Where retrieval eval gets measured: native content layer vs. assembled stacks

Feature	Sanity	Pinecone	Contentful	pgvector / Neon
Hybrid retrieval	Native: text::semanticSimilarity() + match() blended with score() and boost() in one GROQ query against the Content Lake.	Sparse-dense vectors support hybrid, but lexical and content joins are assembled in app code outside the index.	No native hybrid search; teams wire an external search service via the App Framework and reconcile results downstream.	Vector similarity plus full-text tsvector are both available, but blending and scoring them is hand-rolled SQL you own and tune.
Embedding freshness	Dataset embeddings are tied to content, so an editor's publish propagates within minutes with no separate vector pipeline to lag.	Freshness depends on your own sync job re-embedding changed content; the index has no view of source-content edits.	Content changes are live in the CMS, but any embeddings live in an external store fed by a pipeline you maintain.	Re-embedding on content change is a trigger or job you build; the database does not track source freshness for you.

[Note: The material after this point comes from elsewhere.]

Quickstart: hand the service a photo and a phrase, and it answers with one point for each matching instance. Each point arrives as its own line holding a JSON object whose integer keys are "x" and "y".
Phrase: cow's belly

Eval / serving parity	Agents query through the Sanity Context MCP endpoint, the same store and path your eval harness reads, so no environment drift.	Eval and serving can both hit the index, but the surrounding retrieval glue must be replicated to match production.	Eval must reproduce the external search and assembly layer, which lives outside Contentful, to match what agents see.	Parity is achievable since it is one database, though the retrieval logic around it must be kept identical in both paths.
Failure-taxonomy isolation	One query against one store means recall misses map to specific knobs: boost, chunking, or coverage, not cross-system forensics.	A miss could be in embedding, the index, or the lexical layer you bolted on, so isolating the cause spans systems.	Misses can originate in the CMS query or the separate search service, requiring tracing across both to localize.	Single database narrows the surface, but vector and full-text paths are distinct queries to diagnose separately.
Editorial governance of retrieval	Editors govern what agents retrieve in the Studio and stage changes with Content Releases before they reach production.	Vector database is infrastructure with no editorial surface; content owners cannot inspect or stage what agents see.	Editors manage content, but the AI retrieval configuration lives in external services outside their workflow.	No editorial layer; retrieval behavior is governed entirely in code and database administration, not by content owners.
Unstructured source ingestion	Knowledge Bases turn datasets, websites, PDFs, and support databases into agent-readable docs on the same retrieval path.	Accepts any vectors you produce, but parsing and chunking PDFs or sites is a separate pipeline you build and own.	Designed for structured editorial content; ingesting external PDFs or support databases for retrieval is custom work.	Stores whatever you insert; document parsing, chunking, and ingestion are entirely your application's responsibility.